Both countries were ravaged by civil wars. In the late 1980s, in fact, Sri Lanka had two civil wars going on at the same time: the Tamil separatist war in the north and the Marxist uprising in the south. More than 120,000 people were killed in 30 years. The Sri Lanka war ended in 2009 with a clear victor and vanquished, in Nepal by contrast, neither side lost and the warring sides both became the state after 2006.

The two countries have also diverged in the way they have approached post-conflict reconciliation and rehabilitation. As a Nepali used to the perpetual state of road-widening in Kathmandu and the dark and potholed streets, it is a shock to see a fellow South Asian capital with world class infrastructure. Twenty-five years ago, Sri Lanka looked like southern India. Today, it looks like Malaysia.

Colombo airport is now linked to the city by an expressway and it continues on south to connect to a new airport at Hambantota. In Nepal we are thankful to the Chinese for widening the 7km section of the Ring Road from Kalanki to Koteswor, but in Sri Lanka, China is building nearly 700km of highways, a new port city, new airports, and upgrading the railroads.

Stung by western ostracisation for the brutal end to the war in May 2009 in which up to 30,000 Tamil civilians were said to have been killed, President Mahinda Rajapaksa and his brother Gothbaya, who is defence minister, have invested heavily in high-profile infrastructure projects to clinch domestic support. It seems to be working. Most Sinhalese appear to approve of the government’s can-do attitude. The state’s PR drive is in high gear: in January vehicles using the new southern expressway got free 2014 calendars with the president’s pictures and every mobile phone user in Sri Lanka received SMSs from Rajapaksa himself wishing them a happy new year.

Rajapaksa has formed the Lessons Learnt and Reconciliation Commission, which critics say does not even begin to address human rights violations and war excesses.
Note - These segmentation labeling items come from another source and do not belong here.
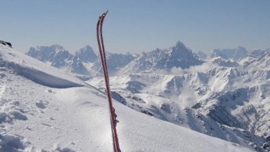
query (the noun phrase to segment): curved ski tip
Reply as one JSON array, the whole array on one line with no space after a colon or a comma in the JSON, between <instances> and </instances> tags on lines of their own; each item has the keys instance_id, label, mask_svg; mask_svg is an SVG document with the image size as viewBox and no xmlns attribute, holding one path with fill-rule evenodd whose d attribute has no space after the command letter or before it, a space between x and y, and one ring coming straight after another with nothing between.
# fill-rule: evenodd
<instances>
[{"instance_id":1,"label":"curved ski tip","mask_svg":"<svg viewBox=\"0 0 270 152\"><path fill-rule=\"evenodd\" d=\"M107 14L107 13L108 13L108 12L109 12L109 10L107 10L105 13L103 13L103 16L106 16L106 14Z\"/></svg>"}]
</instances>

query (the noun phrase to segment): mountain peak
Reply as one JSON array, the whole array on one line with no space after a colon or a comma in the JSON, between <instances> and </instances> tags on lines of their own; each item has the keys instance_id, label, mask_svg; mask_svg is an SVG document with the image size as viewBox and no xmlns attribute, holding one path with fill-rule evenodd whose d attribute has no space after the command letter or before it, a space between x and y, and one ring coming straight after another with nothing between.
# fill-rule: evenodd
<instances>
[{"instance_id":1,"label":"mountain peak","mask_svg":"<svg viewBox=\"0 0 270 152\"><path fill-rule=\"evenodd\" d=\"M178 47L186 47L184 45L184 43L180 40L178 40L176 44L175 44L175 47L178 48Z\"/></svg>"},{"instance_id":2,"label":"mountain peak","mask_svg":"<svg viewBox=\"0 0 270 152\"><path fill-rule=\"evenodd\" d=\"M75 56L84 62L94 62L97 58L94 50L89 45L86 45L76 51Z\"/></svg>"}]
</instances>

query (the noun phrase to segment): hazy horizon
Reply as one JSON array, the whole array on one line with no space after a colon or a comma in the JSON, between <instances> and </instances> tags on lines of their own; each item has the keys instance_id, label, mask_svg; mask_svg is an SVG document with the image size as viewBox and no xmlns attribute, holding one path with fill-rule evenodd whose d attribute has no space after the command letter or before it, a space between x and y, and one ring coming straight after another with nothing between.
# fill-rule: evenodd
<instances>
[{"instance_id":1,"label":"hazy horizon","mask_svg":"<svg viewBox=\"0 0 270 152\"><path fill-rule=\"evenodd\" d=\"M0 40L26 52L58 44L74 53L86 45L97 51L95 26L103 25L106 49L140 53L180 40L193 51L238 46L270 48L270 1L0 1Z\"/></svg>"}]
</instances>

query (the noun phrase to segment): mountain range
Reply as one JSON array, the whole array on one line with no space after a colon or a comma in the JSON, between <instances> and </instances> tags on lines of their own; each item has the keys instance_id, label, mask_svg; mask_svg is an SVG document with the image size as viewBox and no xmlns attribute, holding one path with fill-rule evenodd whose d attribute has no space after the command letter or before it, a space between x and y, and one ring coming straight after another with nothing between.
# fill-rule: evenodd
<instances>
[{"instance_id":1,"label":"mountain range","mask_svg":"<svg viewBox=\"0 0 270 152\"><path fill-rule=\"evenodd\" d=\"M70 54L62 47L27 55L106 92L90 47ZM87 57L87 58L86 58ZM181 42L140 54L107 55L113 98L136 111L204 134L267 151L270 135L270 50L238 47L193 53Z\"/></svg>"}]
</instances>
The UN Human Rights Commission meeting in March in Geneva will debate a resolution that is expected to censure the Sri Lankan government and may even recommend economic sanctions.

There was nothing to stop successive governments in Nepal after 2006 from investing in infrastructure and development like the Sri Lankans did, but our leaders were incapable of multitasking. Nepal’s Truth and Reconciliation Bill is also stalled, we have had two elections to write a new constitution.

Sri Lanka’s elected rulers have been brazenly populist, but they know that winning elections is not enough, they have to show performance accountability. Hence the focus on the economy to take people’s minds off politics. In post-conflict Nepal, both the economy and the politics are stuck.

There will be those who will argue that we should follow the Sri Lankan model, postpone democracy, and curb freedoms to first kickstart the economy. But we tried authoritarianism before and it was far worse. Our only hope is that the new constitution will install an inclusive democracy system designed to remove exclusion and discrimination and pave the way for peace. Sleek highways and glossy airports are not enough to protect the peace and we have demonstrated in the past that only through meaningful democracy and the accountability that it imposes on elected leaders, can we guarantee equitable economic growth.